Re: [PATCH 3/3] PM: EM: Increase energy calculation precision

From: Dietmar Eggemann
Date: Mon Jul 05 2021 - 08:45:52 EST


On 25/06/2021 17:26, Lukasz Luba wrote:
> The Energy Model (EM) provides useful information about device power in
> each performance state to other subsystems like: Energy Aware Scheduler
> (EAS). The energy calculation in EAS does arithmetic operation based on
> the EM em_cpu_energy(). Current implementation of that function uses
> em_perf_state::cost as a pre-computed cost coefficient equal to:
> cost = power * max_frequency / frequency.
> The 'power' is expressed in milli-Watts (or in abstract scale).
>
> There are corner cases then the EAS energy calculation for two Performance
^^^^^^^^^^^^

Again, an easy to understand example to describe in which situation this
change would bring a benefit would help.

> Domains (PDs) return the same value, e.g. 10mW. The EAS compares these
> values to choose smaller one. It might happen that this values are equal
> due to rounding error. In such scenario, we need better precision, e.g.
> 10000 times better.
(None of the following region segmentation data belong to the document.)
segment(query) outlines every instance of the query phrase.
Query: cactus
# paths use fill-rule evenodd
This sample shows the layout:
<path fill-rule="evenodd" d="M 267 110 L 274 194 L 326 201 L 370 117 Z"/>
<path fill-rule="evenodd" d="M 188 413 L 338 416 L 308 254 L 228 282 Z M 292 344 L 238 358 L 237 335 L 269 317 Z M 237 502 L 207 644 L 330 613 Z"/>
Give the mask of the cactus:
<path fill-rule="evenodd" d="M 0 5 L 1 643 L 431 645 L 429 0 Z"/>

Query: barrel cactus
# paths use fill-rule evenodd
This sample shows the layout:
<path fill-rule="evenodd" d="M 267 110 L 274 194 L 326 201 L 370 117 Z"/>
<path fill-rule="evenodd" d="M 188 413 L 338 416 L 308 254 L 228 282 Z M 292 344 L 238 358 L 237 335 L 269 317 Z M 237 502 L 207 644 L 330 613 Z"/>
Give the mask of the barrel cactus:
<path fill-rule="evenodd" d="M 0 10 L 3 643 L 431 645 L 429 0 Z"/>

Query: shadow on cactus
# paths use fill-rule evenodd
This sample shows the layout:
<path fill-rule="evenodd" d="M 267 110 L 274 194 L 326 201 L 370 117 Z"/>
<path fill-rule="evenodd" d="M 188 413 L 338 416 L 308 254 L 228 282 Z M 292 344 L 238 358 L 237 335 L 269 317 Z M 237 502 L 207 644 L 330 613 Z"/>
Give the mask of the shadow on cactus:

To provide this possibility increase the precision on
> the em_perf_state::cost.
>
> This patch allows to avoid the rounding to milli-Watt errors, which might
> occur in EAS energy estimation for each Performance Domains (PD). The
> rounding error is common for small tasks which have small utilization
> values.

What's the influence of the CPU utilization 'cpu_util_next()' here?

compute_energy()
em_cpu_energy()
return ps->cost * sum_util / scale_cpu
^^^^^^^^
> The rest of the EM code doesn't change, em_perf_state::power is still
> expressed in milli-Watts (or in abstract scale). Thus, all existing
> platforms don't have to change their reported power. The same applies to

Not only existing platforms since there are no changes. So why
highlighting `existing` here.?

> EM clients, like thermal or DTPM (they use em_perf_state::power).
>
> Reported-by: CCJ Yeh <CCj.Yeh@xxxxxxxxxxxx>
> Suggested-by: CCJ Yeh <CCj.Yeh@xxxxxxxxxxxx>
> Signed-off-by: Lukasz Luba <lukasz.luba@xxxxxxx>
> ---
> include/linux/energy_model.h | 5 ++++-
> kernel/power/energy_model.c | 3 ++-
> 2 files changed, 6 insertions(+), 2 deletions(-)
>
> diff --git a/include/linux/energy_model.h b/include/linux/energy_model.h
> index 2016f5a706e0..91037dd57e61 100644
> --- a/include/linux/energy_model.h
> +++ b/include/linux/energy_model.h
> @@ -16,7 +16,10 @@
> * @power: The power consumed at this level (by 1 CPU or by a registered
> * device). It can be a total power: static and dynamic.
> * @cost: The cost coefficient associated with this level, used during
> - * energy calculation. Equal to: power * max_frequency / frequency
> + * energy calculation. Equal to:
> + power * 10000 * max_frequency / frequency
> + * To increase the energy estimation presision use different
> + * scale in this coefficient than in @power field.
> */
> struct em_perf_state {
> unsigned long frequency;
> diff --git a/kernel/power/energy_model.c b/kernel/power/energy_model.c
> index 0f4530b3a8cd..2724f0ac417d 100644
> --- a/kernel/power/energy_model.c
> +++ b/kernel/power/energy_model.c
> @@ -170,7 +170,8 @@ static int em_create_perf_table(struct device *dev, struct em_perf_domain *pd,
> /* Compute the cost of each performance state. */
> fmax = (u64) table[nr_states - 1].frequency;
> for (i = 0; i < nr_states; i++) {
> - table[i].cost = div64_u64(fmax * table[i].power,
> + u64 power_res = (u64)table[i].power * 10000;
> + table[i].cost = div64_u64(fmax * power_res,
> table[i].frequency);
> }
>
>